Under the Draft Energy (Electricity Reliability, Quality of Supply and Service) Regulations, 2025, power producers must submit a 52-week outage plan for each generating unit connected to the national grid.
The plan, to be filed with the Energy and Petroleum Regulatory Authority (Epra) and Kenya Electricity Transmission Company (Ketraco), must be handed in by December 31 every year or within four months after the close of a financial year.
The requirement, which recently underwent public participation, aims to ensure maintenance shutdowns are coordinated and carried out without compromising electricity supply.
Authorities warn that simultaneous switch-offs of large-capacity plants could expose the country to nationwide blackouts, a risk that has grown with the steady rise in demand.
“A generation licensee who fails to submit to the System Operator a 52-weeks-ahead outage plan per generating plant showing planned outages schedule by December 31st of each year commits an offence and is liable to a fine of Sh100,000 per month for each of the months that the breach continues,” the draft regulations state.
Until now, power producers have shared their schedules with Epra and Kenya Power based only on informal agreements. Anchoring this process in law marks an escalation of regulatory efforts to strengthen grid reliability and protect consumers from frequent outages.
Kenya Power’s customer base reached 10.06 million in June, while annual consumption grew to 13.68 billion kilowatt-hours by June last year, up from 7.24 billion kWh ten years ago.
Epra says that with such growth, careful planning of outages is critical to balancing supply and demand.
The country has experienced several blackouts triggered by faults or maintenance challenges. In 2023, a nationwide outage was caused by a broken jumper at two geothermal plants in Olkaria.

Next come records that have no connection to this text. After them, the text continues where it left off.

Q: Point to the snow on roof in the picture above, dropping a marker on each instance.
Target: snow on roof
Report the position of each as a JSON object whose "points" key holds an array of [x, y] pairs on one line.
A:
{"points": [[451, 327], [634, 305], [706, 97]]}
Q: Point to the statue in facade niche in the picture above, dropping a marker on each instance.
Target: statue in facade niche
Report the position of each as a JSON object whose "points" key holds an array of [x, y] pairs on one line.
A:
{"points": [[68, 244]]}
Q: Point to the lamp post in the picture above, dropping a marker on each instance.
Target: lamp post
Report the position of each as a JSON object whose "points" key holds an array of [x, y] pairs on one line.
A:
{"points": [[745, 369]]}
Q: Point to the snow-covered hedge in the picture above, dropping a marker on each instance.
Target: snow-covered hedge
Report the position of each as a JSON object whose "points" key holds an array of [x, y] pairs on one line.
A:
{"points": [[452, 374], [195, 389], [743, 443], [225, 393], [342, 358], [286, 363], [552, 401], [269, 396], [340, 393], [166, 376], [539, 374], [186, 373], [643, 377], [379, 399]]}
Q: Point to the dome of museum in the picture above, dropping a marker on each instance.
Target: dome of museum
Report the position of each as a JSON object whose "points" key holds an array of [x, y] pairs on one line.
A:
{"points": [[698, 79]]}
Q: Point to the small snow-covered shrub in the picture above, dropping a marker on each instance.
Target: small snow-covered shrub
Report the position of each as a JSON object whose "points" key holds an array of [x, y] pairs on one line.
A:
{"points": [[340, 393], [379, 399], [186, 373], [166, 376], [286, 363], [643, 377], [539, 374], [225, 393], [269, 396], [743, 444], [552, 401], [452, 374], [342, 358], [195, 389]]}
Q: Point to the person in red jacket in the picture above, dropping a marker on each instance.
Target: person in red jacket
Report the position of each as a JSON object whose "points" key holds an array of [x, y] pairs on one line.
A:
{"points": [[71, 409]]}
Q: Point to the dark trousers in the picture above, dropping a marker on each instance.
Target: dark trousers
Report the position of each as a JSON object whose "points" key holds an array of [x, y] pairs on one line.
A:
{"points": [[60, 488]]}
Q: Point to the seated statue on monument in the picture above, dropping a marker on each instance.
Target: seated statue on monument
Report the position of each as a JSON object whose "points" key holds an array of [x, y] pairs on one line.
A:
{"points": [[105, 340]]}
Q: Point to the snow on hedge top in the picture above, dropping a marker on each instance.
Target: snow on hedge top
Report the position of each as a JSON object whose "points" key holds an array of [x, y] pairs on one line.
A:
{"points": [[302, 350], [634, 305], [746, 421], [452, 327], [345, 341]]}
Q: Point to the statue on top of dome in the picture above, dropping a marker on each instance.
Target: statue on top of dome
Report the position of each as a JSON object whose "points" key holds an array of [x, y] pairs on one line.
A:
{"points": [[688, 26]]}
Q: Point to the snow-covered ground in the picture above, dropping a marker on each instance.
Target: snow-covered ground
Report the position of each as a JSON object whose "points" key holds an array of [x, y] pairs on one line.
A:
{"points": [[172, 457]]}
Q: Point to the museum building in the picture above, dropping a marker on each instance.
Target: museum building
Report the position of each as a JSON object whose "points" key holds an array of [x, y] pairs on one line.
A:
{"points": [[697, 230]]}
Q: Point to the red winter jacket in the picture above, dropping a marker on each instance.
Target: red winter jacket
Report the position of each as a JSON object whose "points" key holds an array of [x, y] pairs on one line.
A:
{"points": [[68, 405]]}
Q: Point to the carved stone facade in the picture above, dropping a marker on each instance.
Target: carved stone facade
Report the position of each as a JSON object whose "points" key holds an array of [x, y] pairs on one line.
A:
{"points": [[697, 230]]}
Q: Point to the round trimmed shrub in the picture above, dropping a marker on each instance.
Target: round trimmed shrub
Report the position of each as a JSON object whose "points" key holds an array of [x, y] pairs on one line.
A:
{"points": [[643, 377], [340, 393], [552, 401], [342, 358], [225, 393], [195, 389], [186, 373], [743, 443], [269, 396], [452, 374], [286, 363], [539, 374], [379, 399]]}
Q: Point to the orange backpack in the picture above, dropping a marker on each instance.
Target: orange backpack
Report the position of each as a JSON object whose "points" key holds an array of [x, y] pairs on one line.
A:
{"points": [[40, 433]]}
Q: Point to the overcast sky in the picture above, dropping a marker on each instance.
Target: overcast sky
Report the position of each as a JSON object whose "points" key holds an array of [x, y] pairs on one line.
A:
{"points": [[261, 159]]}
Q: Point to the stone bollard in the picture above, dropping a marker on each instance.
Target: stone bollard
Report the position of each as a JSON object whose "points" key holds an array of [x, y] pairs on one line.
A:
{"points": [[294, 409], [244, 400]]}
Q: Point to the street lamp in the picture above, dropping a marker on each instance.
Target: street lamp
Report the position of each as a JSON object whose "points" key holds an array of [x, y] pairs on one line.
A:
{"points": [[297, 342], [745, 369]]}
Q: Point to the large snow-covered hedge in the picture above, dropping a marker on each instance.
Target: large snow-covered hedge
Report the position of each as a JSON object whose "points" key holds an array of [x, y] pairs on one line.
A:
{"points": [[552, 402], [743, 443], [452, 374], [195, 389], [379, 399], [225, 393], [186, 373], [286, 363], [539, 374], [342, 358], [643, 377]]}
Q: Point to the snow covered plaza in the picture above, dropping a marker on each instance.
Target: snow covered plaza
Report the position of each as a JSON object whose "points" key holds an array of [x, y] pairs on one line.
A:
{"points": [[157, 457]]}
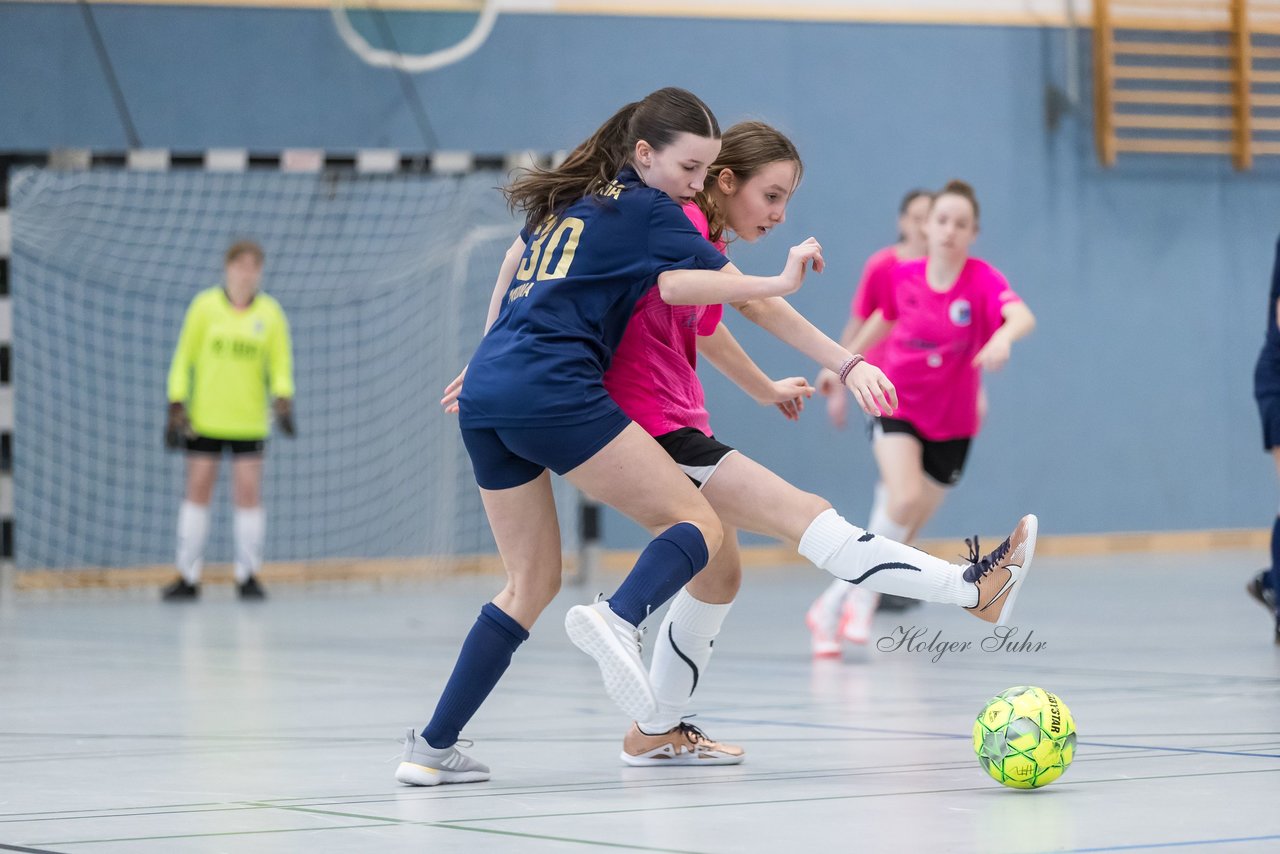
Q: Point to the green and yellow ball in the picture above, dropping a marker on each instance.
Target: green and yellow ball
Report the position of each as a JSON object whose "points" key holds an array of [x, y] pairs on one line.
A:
{"points": [[1024, 738]]}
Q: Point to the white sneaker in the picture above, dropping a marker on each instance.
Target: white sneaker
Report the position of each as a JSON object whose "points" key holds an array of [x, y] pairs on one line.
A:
{"points": [[421, 765], [999, 575], [822, 629], [855, 620], [684, 745], [615, 644]]}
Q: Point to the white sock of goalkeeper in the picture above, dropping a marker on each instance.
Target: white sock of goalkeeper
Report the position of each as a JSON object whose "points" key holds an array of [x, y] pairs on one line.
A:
{"points": [[882, 565], [883, 525], [192, 533], [250, 530], [680, 656]]}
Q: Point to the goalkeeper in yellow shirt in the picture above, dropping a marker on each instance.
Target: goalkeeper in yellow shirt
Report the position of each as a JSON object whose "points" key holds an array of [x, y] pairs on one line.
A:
{"points": [[233, 352]]}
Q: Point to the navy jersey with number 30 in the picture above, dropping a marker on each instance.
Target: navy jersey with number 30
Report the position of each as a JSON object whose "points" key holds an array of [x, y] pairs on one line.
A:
{"points": [[543, 361]]}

Most failures, however, have been linked to ageing transmission lines that struggle to handle sudden surges in demand.
Kenya is adopting international practices by enforcing outage planning rules.
In France, utilities must file annual outage schedules by law, while in Ghana producers are similarly compelled to comply or face sanctions. Kenya currently relies on at least 25 plants, operated by both state-owned and independent producers, to supply the grid.